FILMS: Mangrove – Critique (LFF 2020)

Mangrove est un drame aux proportions épiques qui émerge comme l’un des meilleurs films de Steve McQueen jusqu’à présent, un cri de ralliement passionné d’un drame de salle d’audience semblable à Le procès du Chicago 7, Le dernier d’Aaron Sorkin, qui devrait sortir sur Netflix plus tard ce mois-ci, mais agit sans doute comme le supérieur des deux films centrés sur le «  procès  ».

Basé sur une histoire vraie, Mangrove suit les luttes de survie d’un bar Mangrove appartenant à des Noirs qui est devenu le point focal des abus du pouvoir policier. Lors de manifestations contre la police pour avoir constamment interrompu la vie tranquille et normale de la mangrove et pour discrimination injuste dont sont victimes ses propriétaires et ceux qui y sont liés, neuf sont arrêtés et traduits en justice par un PC corrompu. Ils font face à un harcèlement constant depuis le début et les chances contre eux s’aggravent de minute en minute – Frank Crichlow menant la défense à Old Bailey, se représentant devant le tribunal pour faire entendre sa voix.

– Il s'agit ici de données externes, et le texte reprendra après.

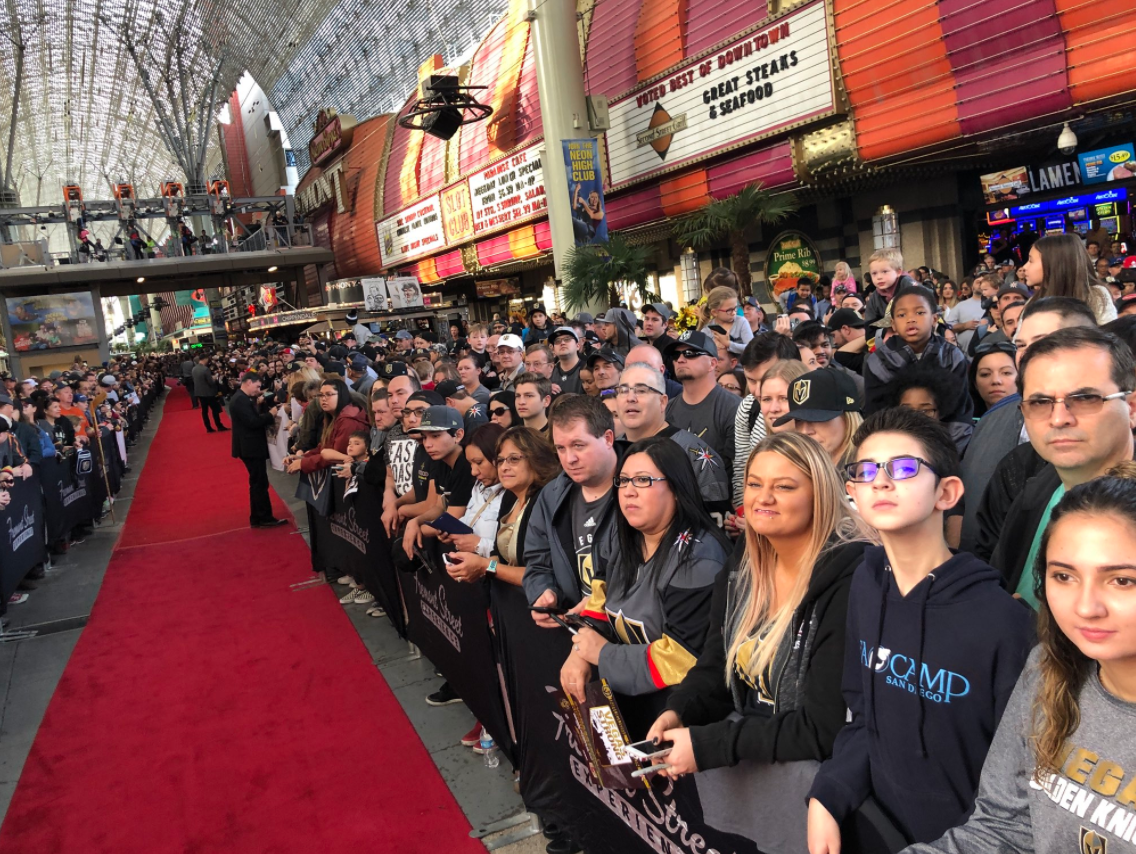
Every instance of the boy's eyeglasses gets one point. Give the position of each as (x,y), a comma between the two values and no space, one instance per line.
(1076,404)
(898,468)
(640,482)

La Grande-Bretagne des années 1970 prend vie sous nos yeux avec précision Mangrove car le film couvre un événement que le public connaît probablement mais ne connaît pas en détail. Nous nous concentrons sur quelques endroits en gardant le drame serré et concentré, et les rares clichés d’établissement que le public reçoit sont présentés à travers des images d’archives qui sont utilisées pour présenter des images aériennes des gares, créant une sensation granuleuse et atmosphérique, ponctuée par un style élégant. et une bande-son ultra-cool alimentée par Trojan Records, donc j’aurais été obligé de l’aimer pour sa musique seule, mais chaque rythme de la musique se sent si délicatement placé qu’il ne ressemble pas à un film de plus grands succès avec la musique jouant un rôle comparativement mineur partie.

Mangrove fonctionne comme un film à deux moitiés – le premier présente au public la discrimination à laquelle les propriétaires de Mangrove ont été confrontés par la police de manière quasi constante, mais il se concentre également sur la communauté que le restaurant a construite pour les personnes qui l’entourent et sur les personnes touchées par la brutalité policière . C’est dans le restaurant qui offre également un calme rare dans la tempête à ses protagonistes et McQueen parvient à mettre du cœur, de l’âme et de la joie dans ces personnages. Mais cela ne dure pas – la seconde moitié se transforme en drame de la salle d’audience où ses scènes les plus électriques sont ressenties et des monologues puissants sont publiés d’une manière incroyablement brute et efficace alors que les Mangrove Nine sont confrontés à un procès inéquitable aux mains d’un cour tordue. Cela conduit à un film divergent qui ressemble presque à deux films différents, mais il y a suffisamment de connexion pour que la transition se sente transparente, en grande partie grâce aux performances de son casting all-star qui lui donne tout. Letitia Wright et Malachi Kirby donnent tous deux des performances puissantes qui méritent des récompenses presque instantanément, et la défense passionnée de Shaun Parkes en tant que Frank Crichlow est une des plus louables.

Le film se sent incroyablement vital dans son approche au point où il mérite presque d’être montré dans des classes traitant de l’histoire britannique avec McQueen apportant un sentiment d’énergie brute et fougueuse à la table qui rivalise avec le reste de ses chefs-d’œuvre, comptant les goûts de Veuves (qui a également ouvert la programmation officielle du Festival du film de Londres en 2018), 12 ans d’esclavage et la honte parmi eux. Il est l’un des rares réalisateurs en activité à ne pas pouvoir faire de mal il semble – et Mangrove ne fait pas exception à cette règle, le drame mettant la barre très haut non seulement pour Petite hache mais aussi le reste du London Film Festival. Il y a de très bonnes chances que nous ayons déjà vu sa meilleure sortie.